No movie has ever won all four acting awards at the Oscars (Best Actor, Best Actress, Best Supporting Actor, and Best Supporting Actress) and only three have ever won three out of the four: A Streetcar Named Desire (1951), Network (1976), and Everything Everywhere All at Once (2022).

Three movies have swept the top five major awards (best picture, actor, actress, director and screenplay). Those films were, It Happened One Night (1934), One Flew Over the Cuckoo’s Nest (1975) and The Silence of the Lambs (1991).

Anthony Hopkins won the Best Actor Oscar for Silence of the Lambs with only 16 minutes of screentime.

Sylvester Stallone is the only actor that has two Academy Award nominations for playing the same character, (Rocky Balboa) 39 years apart.

Cate Blanchett's Academy Award for playing Katherine Hepburn in The Aviator made her the only actor to win an Oscar for portraying another Oscar-winning actor.

Matthew McConaughey turned down a whopping $15 million to play Magnum Pi in favor of less than $200,000 to star in Dallas Buyers Club.

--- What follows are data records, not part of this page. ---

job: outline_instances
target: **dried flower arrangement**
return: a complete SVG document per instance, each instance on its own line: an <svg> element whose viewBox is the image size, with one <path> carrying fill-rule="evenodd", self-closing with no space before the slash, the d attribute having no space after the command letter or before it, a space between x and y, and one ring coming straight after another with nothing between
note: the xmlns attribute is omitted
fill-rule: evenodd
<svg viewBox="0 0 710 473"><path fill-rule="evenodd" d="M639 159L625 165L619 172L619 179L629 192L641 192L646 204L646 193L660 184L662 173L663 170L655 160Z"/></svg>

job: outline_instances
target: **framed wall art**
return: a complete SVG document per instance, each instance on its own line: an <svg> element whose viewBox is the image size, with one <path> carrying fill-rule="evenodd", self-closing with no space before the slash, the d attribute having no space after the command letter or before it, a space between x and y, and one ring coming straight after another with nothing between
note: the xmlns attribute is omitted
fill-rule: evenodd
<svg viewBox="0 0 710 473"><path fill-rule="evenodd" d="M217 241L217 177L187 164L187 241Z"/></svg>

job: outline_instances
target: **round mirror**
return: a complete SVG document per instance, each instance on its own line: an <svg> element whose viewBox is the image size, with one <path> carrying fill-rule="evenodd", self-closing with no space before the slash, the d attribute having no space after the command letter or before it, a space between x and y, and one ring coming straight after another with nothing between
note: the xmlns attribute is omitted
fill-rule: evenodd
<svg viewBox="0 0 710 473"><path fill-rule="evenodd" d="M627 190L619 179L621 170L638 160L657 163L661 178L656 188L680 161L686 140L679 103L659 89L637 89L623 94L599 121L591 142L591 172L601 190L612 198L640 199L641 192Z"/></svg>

He was compensated with the 2014 Best Actor Oscar.

An Oscar trophy weighs 8.5 pounds and stands 13.5 inches tall. Clutching an Oscar feels like holding a gallon of milk.

Wikipedia

One thing Academy Award winners can’t do is sell their statue for a profit. Since 1950, recipients have been required to sign an agreement promising that neither they nor their heirs will sell their statuette without first offering it back to the Academy for $1.

The actual Oscar award trophy is estimated to be worth about $150.

The model for the Oscar statuette is said to have been Mexican actor Emilio Fernandez.

Kate Winslet keeps her Oscar for The Reader in the bathroom so her guests can hold it and make acceptance speeches in the mirror without feeling self conscious.

Jack Nicholson is said to have used one of his Oscar trophies as a hat stand.